The program aims to safeguard confidential information within the DOD supply chain by requiring comprehensive third-party assessments of the security practices of both contractors and subcontractors alike. In essence, CMMC outlines the specific IT security standards businesses must satisfy in order to secure lucrative government contracts.
CMMC was introduced in response to a string of security breaches targeting sensitive federal data. The high profile nature of those exploits led the DOD to reexamine the security capabilities of its ecosystem. The agency determined that the insufficiency of current standards, combined with the lack of accountability from resource-strapped subcontractors rendered the supply chain extremely vulnerable to cyber threats.
CMMC is defined by its three core principals
- Maturity levels: DIB entities are required to meet compliance standards at levels that become increasingly stringent depending on the sensitivity of the data in their possession.
- Third-party audit requirements: CMMC assessments are required to verify and validate the proper implementation of IT security standards defined by the DOD.
- Mandatory compliance: In order to secure work with the DOD, companies must achieve full compliance at the CMMC levels specified in the contract.
The Need for CMMC
Cyber attacks have grown in frequency and gravity as technology continues to advance. In attempt to mitigate the issue, the DOD implemented the NIST SP 800-171 framework, a set of standards that encouraged stronger security practices among government contractors. Despite being rooted in good intentions, the initiative was doomed to fail. Compliance was based on in-house assessments conducted by each individual contractor. With no viable way to measure adherence and cyber security prowess, the standard was only loosely adopted, which proved problematic as the threat landscape evolved.
The uncertainty of NIST SP 800-171 inspired the DOD to seek out alternatives. In 2019, the agency unveiled the CMMC, a framework modeled after NIST SP 800-171 and other regulatory standards mandated to industries beyond the government realm. While the new standard offered the third-party visibility the previous program lacked, the idea of CMMC was largely met with confusion in regard to the requirements.
A New and Improved Standard
In November, 2021, the DOD introduced a revamped cyber security initiative in CMMC 2.0. The updated standard promised to retain the core objectives of the original program, with an added focus on clarifying and simplifying the requirements that seemed to leave the collective Defense Industrial Base (DIB) with more questions than answers. In addition to eliminating specific certification tiers, CMMC 2.0 places greater emphasis on self-policing by reducing the role of third-party auditing.
Although contractors and subcontractors are still accountable for fostering a secure operational environment, the addition of independent assessments will enforce a greater sense of culpability to ensure adequate security measures are met across the supply chain before contracts are awarded.

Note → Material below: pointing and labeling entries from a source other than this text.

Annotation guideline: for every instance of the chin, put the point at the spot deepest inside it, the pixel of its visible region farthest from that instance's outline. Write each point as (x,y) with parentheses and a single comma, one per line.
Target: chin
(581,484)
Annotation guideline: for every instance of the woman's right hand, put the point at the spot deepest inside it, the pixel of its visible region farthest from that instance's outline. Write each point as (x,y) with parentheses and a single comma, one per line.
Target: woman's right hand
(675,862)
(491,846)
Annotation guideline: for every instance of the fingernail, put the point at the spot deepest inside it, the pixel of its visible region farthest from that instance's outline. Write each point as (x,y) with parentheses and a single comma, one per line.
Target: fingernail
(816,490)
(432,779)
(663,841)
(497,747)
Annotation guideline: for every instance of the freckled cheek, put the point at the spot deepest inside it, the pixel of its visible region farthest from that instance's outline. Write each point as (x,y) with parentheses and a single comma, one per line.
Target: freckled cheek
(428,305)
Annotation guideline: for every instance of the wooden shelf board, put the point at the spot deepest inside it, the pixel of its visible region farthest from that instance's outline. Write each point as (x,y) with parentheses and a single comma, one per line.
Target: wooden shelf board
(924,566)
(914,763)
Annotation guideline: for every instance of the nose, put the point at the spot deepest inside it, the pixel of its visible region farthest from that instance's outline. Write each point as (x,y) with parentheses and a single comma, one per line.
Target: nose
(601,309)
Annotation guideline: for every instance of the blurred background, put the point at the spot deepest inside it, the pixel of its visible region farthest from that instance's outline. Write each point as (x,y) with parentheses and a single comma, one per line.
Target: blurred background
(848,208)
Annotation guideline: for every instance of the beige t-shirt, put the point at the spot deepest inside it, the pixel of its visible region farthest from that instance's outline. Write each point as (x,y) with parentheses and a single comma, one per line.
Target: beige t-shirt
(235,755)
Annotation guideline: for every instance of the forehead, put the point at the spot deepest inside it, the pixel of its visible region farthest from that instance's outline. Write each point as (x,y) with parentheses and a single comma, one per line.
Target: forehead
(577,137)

Upon introducing the first iteration of CMMC, the DOD had aspired to grant a total of 15 pilot contracts as a means to test its assessment process before embarking on the 2025 compliance deadline. With 2.0 added to the equation, the department has opted to forgo the piloting program and more notably, remove CMMC compliance from contractor obligations until the updates are formally integrated into federal legislation.
CMMC 2.0 has been praised for its approach to prioritizing cyber security initiatives in the DIB space, while giving small and medium-sized businesses an easier path to compliance. In the meantime, the DOD is using a combination of rulemaking and input via a public comments period to finalize the revised framework. Needless to say, CMMC is a developing standard every contractor needs to keep locked on their radar.